Of course, he's not totally a suffering servant. Case in point: When we renewed our Costco membership the other day (the diapers! the wipes! the gallon-sized tubs of Nutella!), Ethan got an Angry Birds pillow, Noah got a fancy book on The Hobbit film's design elements, and I, well. I got some tank tops for breastfeeding at night and stool softeners. So.
On a briefly serious note, here's my tips for anyone dealing with this issue:
Back in the 50s, when Nanny had her children, the hospital used her surplus breast milk to feed premature babies who desperately needed the nutrition. I'm looking into donating my excess milk as well.
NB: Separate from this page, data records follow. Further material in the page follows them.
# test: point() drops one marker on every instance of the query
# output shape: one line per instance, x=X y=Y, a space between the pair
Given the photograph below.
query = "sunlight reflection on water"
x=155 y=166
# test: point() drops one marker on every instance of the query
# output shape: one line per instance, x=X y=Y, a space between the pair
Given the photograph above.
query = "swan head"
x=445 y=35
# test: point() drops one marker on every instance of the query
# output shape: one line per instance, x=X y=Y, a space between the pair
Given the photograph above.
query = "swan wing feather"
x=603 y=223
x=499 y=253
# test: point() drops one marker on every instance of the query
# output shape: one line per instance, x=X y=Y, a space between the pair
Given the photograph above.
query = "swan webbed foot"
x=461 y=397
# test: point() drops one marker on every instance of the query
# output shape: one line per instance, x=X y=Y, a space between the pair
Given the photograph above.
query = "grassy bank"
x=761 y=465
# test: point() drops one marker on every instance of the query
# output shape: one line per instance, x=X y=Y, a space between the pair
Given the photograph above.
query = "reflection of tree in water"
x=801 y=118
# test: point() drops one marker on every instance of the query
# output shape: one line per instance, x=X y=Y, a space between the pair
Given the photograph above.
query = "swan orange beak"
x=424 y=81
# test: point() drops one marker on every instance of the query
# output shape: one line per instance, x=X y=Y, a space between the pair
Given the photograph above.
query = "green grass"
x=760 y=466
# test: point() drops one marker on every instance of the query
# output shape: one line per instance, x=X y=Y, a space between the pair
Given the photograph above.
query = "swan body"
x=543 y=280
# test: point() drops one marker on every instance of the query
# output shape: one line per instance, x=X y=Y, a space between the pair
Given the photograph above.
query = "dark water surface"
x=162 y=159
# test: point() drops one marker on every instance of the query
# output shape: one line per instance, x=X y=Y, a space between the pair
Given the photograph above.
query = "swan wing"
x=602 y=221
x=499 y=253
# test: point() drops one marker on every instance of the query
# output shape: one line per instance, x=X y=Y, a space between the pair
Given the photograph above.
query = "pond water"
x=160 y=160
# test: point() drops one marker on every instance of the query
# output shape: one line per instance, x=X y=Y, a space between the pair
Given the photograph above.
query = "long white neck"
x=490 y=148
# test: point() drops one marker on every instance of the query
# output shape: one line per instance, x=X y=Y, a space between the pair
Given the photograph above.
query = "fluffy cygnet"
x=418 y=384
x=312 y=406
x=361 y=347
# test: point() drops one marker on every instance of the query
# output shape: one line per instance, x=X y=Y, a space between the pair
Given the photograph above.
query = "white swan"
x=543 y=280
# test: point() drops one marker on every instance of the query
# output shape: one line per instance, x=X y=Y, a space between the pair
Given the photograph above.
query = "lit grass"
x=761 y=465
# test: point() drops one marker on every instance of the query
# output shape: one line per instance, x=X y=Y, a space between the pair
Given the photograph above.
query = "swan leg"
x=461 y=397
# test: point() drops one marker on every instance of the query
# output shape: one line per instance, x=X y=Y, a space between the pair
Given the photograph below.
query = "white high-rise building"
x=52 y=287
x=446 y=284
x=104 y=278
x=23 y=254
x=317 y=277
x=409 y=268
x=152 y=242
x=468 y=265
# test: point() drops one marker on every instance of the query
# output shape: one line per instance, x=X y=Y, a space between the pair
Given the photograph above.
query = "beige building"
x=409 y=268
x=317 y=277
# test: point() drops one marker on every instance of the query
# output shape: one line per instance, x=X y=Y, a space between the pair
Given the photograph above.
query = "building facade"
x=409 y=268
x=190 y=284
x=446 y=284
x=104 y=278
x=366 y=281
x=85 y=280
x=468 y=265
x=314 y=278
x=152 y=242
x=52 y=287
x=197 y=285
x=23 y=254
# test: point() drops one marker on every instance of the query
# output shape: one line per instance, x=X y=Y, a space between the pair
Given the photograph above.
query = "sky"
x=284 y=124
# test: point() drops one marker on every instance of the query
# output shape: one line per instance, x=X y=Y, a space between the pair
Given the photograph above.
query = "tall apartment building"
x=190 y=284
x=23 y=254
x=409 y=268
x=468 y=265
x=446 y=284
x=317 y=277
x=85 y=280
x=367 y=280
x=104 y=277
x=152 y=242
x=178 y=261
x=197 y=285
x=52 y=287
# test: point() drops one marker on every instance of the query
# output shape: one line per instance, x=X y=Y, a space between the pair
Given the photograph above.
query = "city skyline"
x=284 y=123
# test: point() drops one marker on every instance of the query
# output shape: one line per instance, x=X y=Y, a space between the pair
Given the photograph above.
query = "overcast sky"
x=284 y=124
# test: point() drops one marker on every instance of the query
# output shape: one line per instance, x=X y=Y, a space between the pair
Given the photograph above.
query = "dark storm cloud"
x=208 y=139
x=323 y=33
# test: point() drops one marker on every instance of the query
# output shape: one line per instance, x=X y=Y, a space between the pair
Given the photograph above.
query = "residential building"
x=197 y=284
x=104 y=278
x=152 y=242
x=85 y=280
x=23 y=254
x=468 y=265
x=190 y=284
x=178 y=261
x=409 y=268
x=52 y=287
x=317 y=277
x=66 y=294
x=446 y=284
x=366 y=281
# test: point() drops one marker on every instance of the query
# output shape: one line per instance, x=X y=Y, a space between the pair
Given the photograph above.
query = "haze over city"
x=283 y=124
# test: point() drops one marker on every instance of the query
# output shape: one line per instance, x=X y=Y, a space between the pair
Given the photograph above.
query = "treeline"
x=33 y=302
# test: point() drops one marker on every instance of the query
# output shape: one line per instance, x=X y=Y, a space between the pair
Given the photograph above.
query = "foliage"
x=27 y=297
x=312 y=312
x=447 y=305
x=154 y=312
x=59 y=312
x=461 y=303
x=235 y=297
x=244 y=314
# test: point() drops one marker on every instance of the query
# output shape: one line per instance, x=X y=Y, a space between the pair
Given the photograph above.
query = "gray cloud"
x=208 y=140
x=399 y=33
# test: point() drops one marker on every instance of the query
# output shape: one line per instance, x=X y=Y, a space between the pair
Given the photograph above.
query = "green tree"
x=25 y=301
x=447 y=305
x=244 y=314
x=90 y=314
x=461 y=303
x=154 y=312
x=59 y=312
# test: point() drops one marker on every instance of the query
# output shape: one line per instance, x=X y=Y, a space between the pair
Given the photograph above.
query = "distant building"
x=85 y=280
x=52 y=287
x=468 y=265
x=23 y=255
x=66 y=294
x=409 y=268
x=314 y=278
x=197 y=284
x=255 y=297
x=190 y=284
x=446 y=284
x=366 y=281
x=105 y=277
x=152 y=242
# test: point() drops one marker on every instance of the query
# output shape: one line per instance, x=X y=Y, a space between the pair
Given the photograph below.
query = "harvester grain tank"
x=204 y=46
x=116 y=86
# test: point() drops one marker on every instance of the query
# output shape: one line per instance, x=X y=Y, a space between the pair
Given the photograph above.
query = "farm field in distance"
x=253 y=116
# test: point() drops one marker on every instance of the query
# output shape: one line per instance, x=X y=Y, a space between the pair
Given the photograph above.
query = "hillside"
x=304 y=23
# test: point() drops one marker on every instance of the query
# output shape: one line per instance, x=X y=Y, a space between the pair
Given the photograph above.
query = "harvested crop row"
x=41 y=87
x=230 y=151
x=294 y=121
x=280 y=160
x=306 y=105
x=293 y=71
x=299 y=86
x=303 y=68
If anyone out there reading this has surplus milk, I'd urge you to consider donating: https://www.hmbana.org/ But we still have our own babies to manage, so here's what I've learned:
- Try "block feeding," or only offering one breast to your baby each time he needs to eat within a set number of hours before switching to the other breast for another set number of hours. Doing so helps the baby fully empty your breast (preventing blocked milk ducts and mastitis), as well as accessing the all-important hind milk that's full of fat and nutrients. (The milk available at the beginning of a feeding is fore milk, and it's got lots of vitamins but not enough substance to keep the baby full and keep his digestion healthy). Block feeding also allows your breasts to take turns being a bit too full, thus sending your body the message to make a bit less milk. You can express or pump a small amount of milk to relieve any discomfort while feeding from the opposite breast.
- In extreme cases, like mine, using an electric pump for a few days can actually help. Emptying the breasts as completely as possible once or twice a day, then block feeding, can assist your body's adjustment to baby's needs by starting from scratch, so to speak.
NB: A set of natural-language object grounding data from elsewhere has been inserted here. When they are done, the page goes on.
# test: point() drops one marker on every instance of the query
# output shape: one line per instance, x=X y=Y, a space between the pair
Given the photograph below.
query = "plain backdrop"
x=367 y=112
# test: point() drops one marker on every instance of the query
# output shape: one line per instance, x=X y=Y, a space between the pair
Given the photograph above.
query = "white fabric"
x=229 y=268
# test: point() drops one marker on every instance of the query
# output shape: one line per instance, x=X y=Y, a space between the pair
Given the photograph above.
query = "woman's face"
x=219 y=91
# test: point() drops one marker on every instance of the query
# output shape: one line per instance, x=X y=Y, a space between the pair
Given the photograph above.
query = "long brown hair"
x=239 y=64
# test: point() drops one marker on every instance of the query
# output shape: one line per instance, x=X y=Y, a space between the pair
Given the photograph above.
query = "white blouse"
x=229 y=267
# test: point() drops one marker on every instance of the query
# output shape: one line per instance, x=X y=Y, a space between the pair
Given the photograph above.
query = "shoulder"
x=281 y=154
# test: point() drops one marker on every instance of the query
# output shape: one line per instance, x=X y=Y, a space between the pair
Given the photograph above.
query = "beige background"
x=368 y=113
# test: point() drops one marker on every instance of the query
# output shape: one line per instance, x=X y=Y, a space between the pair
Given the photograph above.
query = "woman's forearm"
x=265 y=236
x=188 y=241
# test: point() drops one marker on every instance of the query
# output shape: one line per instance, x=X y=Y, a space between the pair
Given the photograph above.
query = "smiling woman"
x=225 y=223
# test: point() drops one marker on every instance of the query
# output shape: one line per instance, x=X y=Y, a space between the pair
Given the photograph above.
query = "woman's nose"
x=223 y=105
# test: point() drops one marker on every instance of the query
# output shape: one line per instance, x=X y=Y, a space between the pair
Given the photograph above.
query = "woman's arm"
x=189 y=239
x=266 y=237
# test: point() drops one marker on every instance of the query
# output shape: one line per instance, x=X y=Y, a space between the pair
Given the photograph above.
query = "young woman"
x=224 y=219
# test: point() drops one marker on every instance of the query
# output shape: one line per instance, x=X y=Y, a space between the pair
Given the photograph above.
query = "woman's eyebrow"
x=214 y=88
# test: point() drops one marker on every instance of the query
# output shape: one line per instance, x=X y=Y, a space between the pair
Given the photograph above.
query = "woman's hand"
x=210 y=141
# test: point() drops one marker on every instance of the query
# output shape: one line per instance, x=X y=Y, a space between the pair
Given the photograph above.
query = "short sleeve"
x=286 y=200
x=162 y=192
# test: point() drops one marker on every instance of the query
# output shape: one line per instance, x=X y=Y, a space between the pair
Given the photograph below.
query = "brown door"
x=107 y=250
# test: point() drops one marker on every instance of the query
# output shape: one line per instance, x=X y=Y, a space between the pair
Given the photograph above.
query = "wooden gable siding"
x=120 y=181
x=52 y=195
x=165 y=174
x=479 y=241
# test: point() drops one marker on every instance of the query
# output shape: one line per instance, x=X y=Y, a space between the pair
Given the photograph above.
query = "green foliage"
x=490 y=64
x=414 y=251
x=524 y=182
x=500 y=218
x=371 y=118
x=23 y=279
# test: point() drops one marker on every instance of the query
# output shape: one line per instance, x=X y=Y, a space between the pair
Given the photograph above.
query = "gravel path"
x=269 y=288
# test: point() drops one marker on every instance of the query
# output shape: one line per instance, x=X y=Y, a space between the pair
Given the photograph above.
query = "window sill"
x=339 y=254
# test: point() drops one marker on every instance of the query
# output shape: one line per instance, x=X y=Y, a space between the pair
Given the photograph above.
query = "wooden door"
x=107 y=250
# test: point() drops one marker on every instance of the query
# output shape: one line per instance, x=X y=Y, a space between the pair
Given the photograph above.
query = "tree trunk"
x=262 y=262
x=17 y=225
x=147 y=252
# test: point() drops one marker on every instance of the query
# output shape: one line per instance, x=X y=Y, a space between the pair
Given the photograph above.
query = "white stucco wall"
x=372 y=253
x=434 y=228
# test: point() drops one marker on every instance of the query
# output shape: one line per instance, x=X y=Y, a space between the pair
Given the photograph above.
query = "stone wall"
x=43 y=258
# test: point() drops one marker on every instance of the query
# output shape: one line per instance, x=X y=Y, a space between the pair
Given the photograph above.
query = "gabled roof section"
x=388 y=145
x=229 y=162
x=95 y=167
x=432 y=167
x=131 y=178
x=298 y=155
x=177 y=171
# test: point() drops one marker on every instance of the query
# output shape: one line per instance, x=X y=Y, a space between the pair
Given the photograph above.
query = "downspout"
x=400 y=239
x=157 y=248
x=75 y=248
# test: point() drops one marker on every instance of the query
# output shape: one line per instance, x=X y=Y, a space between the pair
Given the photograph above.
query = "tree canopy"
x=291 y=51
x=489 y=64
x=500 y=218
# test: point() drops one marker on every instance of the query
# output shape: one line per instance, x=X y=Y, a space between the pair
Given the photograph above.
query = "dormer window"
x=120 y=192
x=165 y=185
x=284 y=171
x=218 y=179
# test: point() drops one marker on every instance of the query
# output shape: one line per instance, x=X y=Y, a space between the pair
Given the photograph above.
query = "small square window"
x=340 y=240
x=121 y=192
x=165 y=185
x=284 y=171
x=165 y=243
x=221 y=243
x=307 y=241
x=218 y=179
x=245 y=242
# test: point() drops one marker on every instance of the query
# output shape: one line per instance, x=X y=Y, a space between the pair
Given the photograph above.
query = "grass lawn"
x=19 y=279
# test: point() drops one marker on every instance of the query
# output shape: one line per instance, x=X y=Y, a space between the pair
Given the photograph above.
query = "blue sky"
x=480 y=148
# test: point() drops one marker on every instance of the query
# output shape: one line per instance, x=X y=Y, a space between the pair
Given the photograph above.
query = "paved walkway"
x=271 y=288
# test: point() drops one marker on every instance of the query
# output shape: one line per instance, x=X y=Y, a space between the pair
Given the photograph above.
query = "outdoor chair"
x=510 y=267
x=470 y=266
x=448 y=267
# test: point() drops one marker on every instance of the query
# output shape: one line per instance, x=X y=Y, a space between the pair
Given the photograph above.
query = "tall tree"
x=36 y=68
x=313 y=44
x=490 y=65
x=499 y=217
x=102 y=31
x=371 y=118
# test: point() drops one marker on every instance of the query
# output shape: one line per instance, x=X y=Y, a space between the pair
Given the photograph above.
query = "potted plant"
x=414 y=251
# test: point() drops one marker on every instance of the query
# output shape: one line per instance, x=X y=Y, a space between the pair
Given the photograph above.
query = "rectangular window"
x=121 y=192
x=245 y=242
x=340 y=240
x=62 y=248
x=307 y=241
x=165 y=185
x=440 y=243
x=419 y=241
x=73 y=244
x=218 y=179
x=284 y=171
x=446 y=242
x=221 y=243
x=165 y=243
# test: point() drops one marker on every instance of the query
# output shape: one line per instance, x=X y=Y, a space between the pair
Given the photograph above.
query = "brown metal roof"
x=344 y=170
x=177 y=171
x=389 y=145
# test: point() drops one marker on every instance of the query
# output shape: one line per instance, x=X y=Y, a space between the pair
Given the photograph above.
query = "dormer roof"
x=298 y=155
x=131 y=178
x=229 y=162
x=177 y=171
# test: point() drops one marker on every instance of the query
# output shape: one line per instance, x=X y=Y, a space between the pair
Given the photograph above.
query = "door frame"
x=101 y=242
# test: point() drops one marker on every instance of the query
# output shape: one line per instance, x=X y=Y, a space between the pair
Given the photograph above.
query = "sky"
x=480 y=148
- Even after your milk production is more regulated, a forceful letdown can still happen. If the baby isn't desperate, I recommend allowing the initial letdown of fore milk to flow onto a clean burp cloth or towel before letting the baby latch. That way, when baby begins to suck, there isn't a preexisting strong milk flow for him to get choked up on. If the baby still has trouble, or needs additional help coping, I recommend using a nipple shield. Nipple shields are tricky, because the decreased stimulation owing to the silicone barrier can decrease your milk supply, but for me that's not a problem. Nipple shields are mostly used for women with inverted nipples or babies who have difficulty latching, but they can also act as a catchment for a strong milk flow. The baby has much more control over the flow of milk, because he *must* suck in order to receive milk.
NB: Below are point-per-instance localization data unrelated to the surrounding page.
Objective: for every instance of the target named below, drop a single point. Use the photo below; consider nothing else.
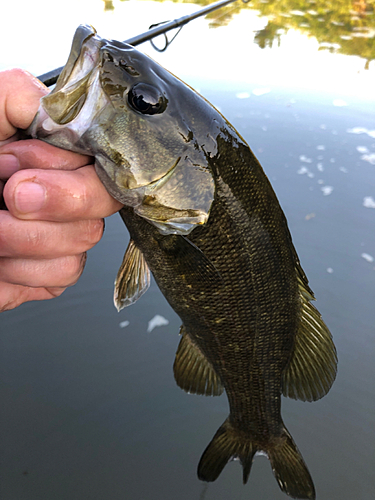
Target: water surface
(89, 405)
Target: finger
(47, 240)
(32, 153)
(58, 195)
(61, 272)
(19, 100)
(12, 296)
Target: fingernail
(9, 164)
(29, 197)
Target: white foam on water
(261, 91)
(361, 130)
(156, 321)
(327, 190)
(367, 257)
(305, 159)
(370, 158)
(339, 102)
(368, 202)
(242, 95)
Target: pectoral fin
(312, 369)
(192, 370)
(133, 278)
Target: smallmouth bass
(204, 219)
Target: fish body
(205, 220)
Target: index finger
(19, 100)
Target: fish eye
(147, 99)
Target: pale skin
(56, 203)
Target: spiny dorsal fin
(312, 369)
(133, 278)
(192, 370)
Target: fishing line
(167, 42)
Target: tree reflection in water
(340, 26)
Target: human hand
(55, 201)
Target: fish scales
(255, 294)
(205, 220)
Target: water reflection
(345, 27)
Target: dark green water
(90, 409)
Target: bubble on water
(157, 320)
(367, 257)
(368, 202)
(326, 190)
(339, 102)
(305, 159)
(261, 91)
(242, 95)
(370, 158)
(361, 130)
(303, 170)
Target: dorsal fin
(192, 370)
(133, 278)
(313, 366)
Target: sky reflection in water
(90, 407)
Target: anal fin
(133, 278)
(192, 370)
(313, 366)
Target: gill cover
(141, 123)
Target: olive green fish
(205, 220)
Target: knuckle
(72, 268)
(92, 232)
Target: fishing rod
(155, 30)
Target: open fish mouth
(77, 92)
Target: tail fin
(287, 463)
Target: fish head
(151, 135)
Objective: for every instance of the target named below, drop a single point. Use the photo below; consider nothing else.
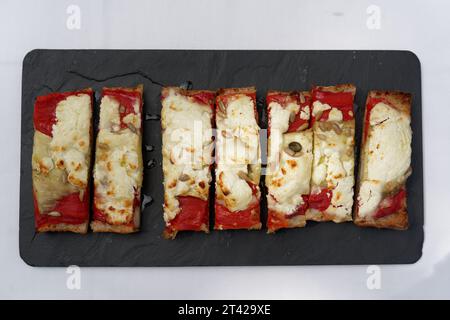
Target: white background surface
(420, 26)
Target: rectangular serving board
(45, 71)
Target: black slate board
(45, 71)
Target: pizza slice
(385, 162)
(187, 119)
(118, 165)
(289, 159)
(238, 160)
(61, 161)
(332, 182)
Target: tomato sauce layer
(72, 210)
(343, 101)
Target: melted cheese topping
(291, 178)
(118, 164)
(70, 144)
(319, 107)
(388, 155)
(333, 165)
(288, 176)
(187, 149)
(335, 115)
(238, 152)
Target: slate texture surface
(45, 71)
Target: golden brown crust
(98, 226)
(397, 99)
(318, 216)
(139, 88)
(245, 90)
(64, 227)
(397, 221)
(346, 87)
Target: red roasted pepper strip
(193, 215)
(339, 100)
(391, 204)
(72, 210)
(277, 220)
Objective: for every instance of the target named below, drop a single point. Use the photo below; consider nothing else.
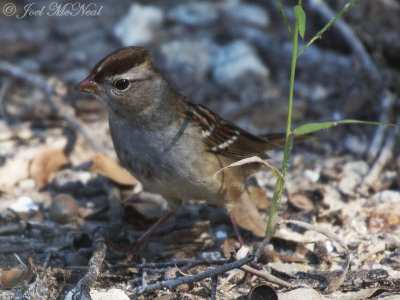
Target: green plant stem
(285, 18)
(328, 25)
(280, 185)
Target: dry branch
(173, 283)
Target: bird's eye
(122, 84)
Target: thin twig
(384, 158)
(174, 263)
(387, 102)
(334, 284)
(214, 282)
(265, 275)
(348, 35)
(173, 283)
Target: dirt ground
(68, 212)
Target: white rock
(24, 204)
(191, 56)
(251, 14)
(236, 60)
(112, 294)
(139, 25)
(195, 13)
(221, 234)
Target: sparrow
(173, 145)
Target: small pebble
(64, 209)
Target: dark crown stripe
(119, 62)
I'm very blessed to be able to breastfeed when many women struggle to produce enough milk or can't provide their babies with breast milk, but that doesn't mean having an oversupply is easy to deal with. It can be frustrating seeing the baby struggle while trying to eat, it can be a mess when you get into a Neptune Fountain situation, and it can make leaving the comforts and privacy of home a challenge. We're still working on figuring this out, but I'm doing my best to persevere. Articles I found on La Leche League's website were especially helpful.